Einleitung
St. Pauli war nicht immer ein Ort, den man gern besuchte. Ehemals ein Platz, an den Unerwünschte abgeschoben wurden, fanden hier andernorts störende Handwerker, Schuster oder Prostituierte eine Bleibe. St. Pauli war für Hamburg so etwas wie das Australien für den Globus: Die in der etablierten Welt Unbequemen wurden dorthin abgeschoben. Aus einer solchen, erzwungenen Zusammensetzung der Bevölkerung hat sich bis in die heutige Zeit eine Bevölkerungsstruktur entwickelt, die irgendwie anders ist als im »Rest« der Stadt.

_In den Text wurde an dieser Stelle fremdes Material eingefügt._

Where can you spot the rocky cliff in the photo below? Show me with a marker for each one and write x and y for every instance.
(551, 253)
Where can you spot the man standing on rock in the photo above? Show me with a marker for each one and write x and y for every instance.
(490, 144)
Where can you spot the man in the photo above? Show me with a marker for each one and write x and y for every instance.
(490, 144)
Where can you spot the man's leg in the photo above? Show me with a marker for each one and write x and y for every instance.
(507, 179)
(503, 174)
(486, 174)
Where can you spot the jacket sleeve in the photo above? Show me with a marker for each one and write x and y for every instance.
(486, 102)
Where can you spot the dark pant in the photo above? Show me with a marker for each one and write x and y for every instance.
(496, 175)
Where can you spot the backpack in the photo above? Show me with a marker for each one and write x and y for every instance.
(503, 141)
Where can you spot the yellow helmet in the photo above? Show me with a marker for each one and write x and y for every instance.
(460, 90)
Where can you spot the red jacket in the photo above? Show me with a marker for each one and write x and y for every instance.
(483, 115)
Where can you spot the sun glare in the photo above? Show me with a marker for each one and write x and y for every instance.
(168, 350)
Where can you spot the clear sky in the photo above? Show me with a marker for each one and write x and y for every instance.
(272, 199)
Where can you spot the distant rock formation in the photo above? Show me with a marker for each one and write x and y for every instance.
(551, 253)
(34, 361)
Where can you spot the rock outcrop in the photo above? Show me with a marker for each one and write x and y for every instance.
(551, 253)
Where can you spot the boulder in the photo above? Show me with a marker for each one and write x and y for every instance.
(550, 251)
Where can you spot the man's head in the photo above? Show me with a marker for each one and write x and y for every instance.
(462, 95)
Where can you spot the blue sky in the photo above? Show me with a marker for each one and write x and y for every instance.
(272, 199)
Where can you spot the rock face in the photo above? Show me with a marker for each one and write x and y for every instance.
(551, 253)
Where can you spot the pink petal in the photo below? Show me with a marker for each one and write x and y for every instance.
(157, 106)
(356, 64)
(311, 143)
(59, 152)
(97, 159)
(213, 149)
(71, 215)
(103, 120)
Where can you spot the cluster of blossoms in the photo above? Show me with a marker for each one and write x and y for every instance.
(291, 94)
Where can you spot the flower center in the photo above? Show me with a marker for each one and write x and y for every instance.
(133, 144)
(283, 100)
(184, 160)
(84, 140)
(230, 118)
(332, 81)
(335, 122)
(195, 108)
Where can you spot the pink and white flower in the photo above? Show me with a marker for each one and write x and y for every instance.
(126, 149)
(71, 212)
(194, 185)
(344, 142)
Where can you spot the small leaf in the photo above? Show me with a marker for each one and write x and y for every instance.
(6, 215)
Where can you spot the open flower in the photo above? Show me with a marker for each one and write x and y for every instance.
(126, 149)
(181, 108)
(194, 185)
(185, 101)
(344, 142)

Die früheste Besiedlung im Bereich des heutigen Stadtteils St. Pauli bildete ein Zisterzienserinnen-Kloster. Es wurde um 1247 in der Nähe des heutigen Fischmarkts gegründet - dort, wo der Bach Pepermölenbek in die Elbe mündet. Das Kloster wurde um 1293 in den Norden der Stadt, ins ruhigere Alstertal verlegt. In diese Jahrzehnte fällt auch die Einbeziehung des Gebietes westlich der Hamburger Kernstadt bis zum Pepermölenbek in das städtische Bild. Das Wohnen war dort jedoch laut Verbot des Hamburger Rates aus dem Jahre 1306 nicht gestattet. Trotzdem bildete sich allmählich eine Besiedlung, zu der ab etwa 1550 auch vereinzelte Landhäuser des Hamburger Bürgertums zählten. Der Stadtteil war zwar durch seine Entstehung auch einer der ärmsten Stadtteile Hamburgs. Aber vielleicht verhalf gerade diese besondere Bevölkerungsstruktur zu einer Entzvicklung, die sich abhob vom übrigen Strukturwandel der Stadt. Erst seit knapp 160 Jahren trägt der wohl berühmteste Stadtteil Hamburgs den Namen St. Pauli. Das Gebiet zwischen Heiligengeistfeld, Wallanlagen und Hafenstraße wurde Jahrhunderte lang nur »Hamburger Berg« genannt, namensgebend durch die abfallenden Hänge von der Bernhard-Nocht-Straße zur Elbe hin von einer Geesthöhe, die sich von Hamburg in Richtung Westen bis nach Wedel erstreckt.
Im Wandel der Zeit:
Zu Beginn des 19. Jahrhunderts besteht das »Vergnügungsviertel« aus einigen hölzernen Krambuden. Anfang des 20. Jahrhunderts sieht es schon ganz anders aus auf dem Hamburger Berg. Das Heiligengeistfeld wird offiziell zum Domplatz ernannt - durch eine Marktordnung, datiert auf den 5. Januar 1900. Zehn fahre später rollt am Heiligengeistfeld im heutigen Millerntor-Stadion der Ball für jeweils 90 Minuten. Die neue Fußball-Leidenschaft heißt FC. St. Pauli. Da hier nicht unbedingt die bravsten Bürger wohnen, wird 1914 eine weitere »St. Pauli-Premiere« gefeiert. Die Davidwache nimmt ihren Dienst auf, heute eine Polizeiwache, die man überall im Land kennt.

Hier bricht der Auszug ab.